Reviewby Casey Brienza, Aug 6th 2008
When debt drives her parents to divorce, Ann Uekusa moves abruptly from Tokyo to her mother's hometown in the rural province of Shimane. Although Ann is able to make friends with the locals her age, most notably Daigo, whom she eventually starts to date, and the Tsukishima siblings Fuji and Shika, her mother soon falls into despair and commits suicide. Then, in her last year of middle school, Ann's father shows up in Shimane, eager to bring her back to Tokyo. Though reluctant at first to leave a place she has grown to love, Ann decides it's worth it to go to high school in the city. Unfortunately, that means a long distance relationship with Daigo and only Fuji around to console her…
Those who have been following the English-translated shoujo manga scene for several years now may remember Hinako Ashihara for the fast-forgotten and soon out-of-print ballet title Forbidden Dance published by Tokyopop. Sand Chronicles is the winner of a Shougakukan Manga Award and Ashihara's second series to be released in North America. This time the publisher is Viz Media, which has been serializing the manga in its monthly magazine Shojo Beat. Let's hope that this time Ashihara's work is remembered—Sand Chronicles is a modest yet enthralling slice-of-life drama that deserves to be entered into the chronicles of history.
Do not be deceived. This is the best new shoujo manga of its type to be published in graphic novel format so far this year, yet it cruised onto the bookstore shelves virtually in stealth mode. Its cover illustration, though reasonably pretty and cute, is basically unremarkable. Viz Media does not even bother to mention anywhere on the cover that it is an award winner, which is a bizarre omission, given publishers' obsession with having award winners on their lists. And quickly fanning through the pages likewise reveals nothing remarkable. Artwork is, admittedly, not Ashihara's strong suit. While entirely satisfactory with its professional layouts, well-considered sequences, and rarefied mainstream shoujo style, dozens of other mangaka merit the same praise…using near-identical technique. Ashihara's manga look a tiny bit like Ai Yazawa's, a good bit more like Miki Aihara's, quite a lot like Masami Tsuda's…you get the point. If anything about the visuals is memorable, it would be the delicate, waifish character designs.

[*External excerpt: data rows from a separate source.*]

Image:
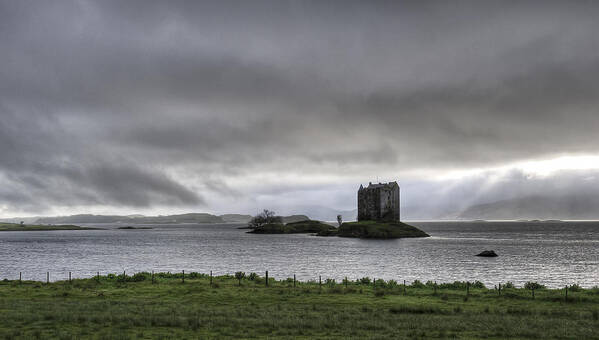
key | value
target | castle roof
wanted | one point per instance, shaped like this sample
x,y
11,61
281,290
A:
x,y
379,185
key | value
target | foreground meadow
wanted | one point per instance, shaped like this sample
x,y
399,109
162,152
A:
x,y
162,306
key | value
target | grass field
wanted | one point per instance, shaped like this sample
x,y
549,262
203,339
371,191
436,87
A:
x,y
123,307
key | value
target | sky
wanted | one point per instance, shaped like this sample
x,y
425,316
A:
x,y
161,107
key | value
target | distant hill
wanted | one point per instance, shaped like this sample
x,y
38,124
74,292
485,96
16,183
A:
x,y
536,207
166,219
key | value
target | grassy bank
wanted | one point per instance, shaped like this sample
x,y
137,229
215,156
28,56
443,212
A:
x,y
132,307
378,230
37,227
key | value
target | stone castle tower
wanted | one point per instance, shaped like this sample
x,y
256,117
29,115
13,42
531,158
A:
x,y
379,202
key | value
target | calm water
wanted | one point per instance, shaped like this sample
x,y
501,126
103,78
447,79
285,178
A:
x,y
555,254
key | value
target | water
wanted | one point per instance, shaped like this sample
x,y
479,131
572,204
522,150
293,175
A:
x,y
554,254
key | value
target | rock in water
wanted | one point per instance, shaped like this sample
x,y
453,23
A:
x,y
487,253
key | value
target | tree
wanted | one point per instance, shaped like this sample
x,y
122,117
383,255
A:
x,y
239,276
265,217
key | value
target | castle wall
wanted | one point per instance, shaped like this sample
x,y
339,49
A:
x,y
379,202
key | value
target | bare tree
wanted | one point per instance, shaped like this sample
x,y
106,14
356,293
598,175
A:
x,y
265,217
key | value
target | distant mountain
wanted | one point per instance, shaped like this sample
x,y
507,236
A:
x,y
138,219
166,219
536,207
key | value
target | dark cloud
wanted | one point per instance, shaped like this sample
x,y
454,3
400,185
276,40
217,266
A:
x,y
185,103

However, Ann behaves not at all how she looks; this frail-looking teen is anything but a shrinking, spoiled city girl. She's got a mean right hook that lands a mean first impression on her eventual love interest Daigo. Okay now, granted, she gets nauseous at the thought of turning bunny rabbits into stew meat, and her tearful, impassioned defense of that which is destined to be dinner is rather silly. More importantly, however, Ann faces the blizzards of the snow country and the tragic death of her mother head on with enviable—and admirable—courage. The latter in particular is a beautiful, heart wrenching scene that lays the characters' souls bare. Their loyalty to each other is tested, and the survivors emerge victorious.
The story then progresses with a well-paced and leisurely trip through the seasons and the final years of Ann's childhood. Volume one, for example, concludes with a multi-part story arc that takes Ann (age fourteen) and her friends to a summer camp. Ayumu, who is jealous of Ann's close, easy relationship with Daigo, steals Ann's miniature hourglass (once a memento of her mother, now replaced by Daigo) and sends her out into a raging thunderstorm on a wild goose chase looking for it. Though Ann takes a bit of tumble off a cliff, all's well that ends well, and on the bus ride home she and Daigo cement their love for each other with a poignant kiss. Which, it should be added, rival for Ann's affections Fuji notes without comment.
Volume two reunites Ann with her father, and after much consideration and Daigo's unspoken blessing, she goes to live with her father in Tokyo in order to attend high school. She vows to return to Shimane after graduation, but in the meantime, it's, for the most part, a long distance relationship. When spring and Ann's sixteenth birthday roll around, Daigo visits for a day. The two enjoy a picnic beneath the cherry blossoms. But is another picnic later in that evening that Ann shares with Fuji that really hits home. Since the first volume of the series, Fuji has been obsessing over the possibility that he may be an illegitimate child. In Tokyo, he meets the creep who might be his real father but learns nothing definitive. Ann, unknowing, remarks that she loves the cherry trees even if, as Fuji flatly points out, they are all clones. “No matter how they were brought into the world,” she affirms, “To me, they are all beautiful.” This understandably hits a nerve with Fuji and, unable to contain himself any longer, he kisses Ann on the lips. What a low-key, yet poetic way to leave readers aching for more.
Sand Chronicles is an intimate, unpresumptuous series profoundly situated in its Japanese setting, where the weight of tradition and culture wears like a warm, cherished blanket over the shoulders and where human love, laughter, and loss are most important. It is, as mentioned above (and well worth reiterating), one of the best shoujo manga to be published this year. Simply not to be missed.
Overall : A
Story : A
Art : B
+ A nuanced, mature vision of contemporary Japanese teenagers.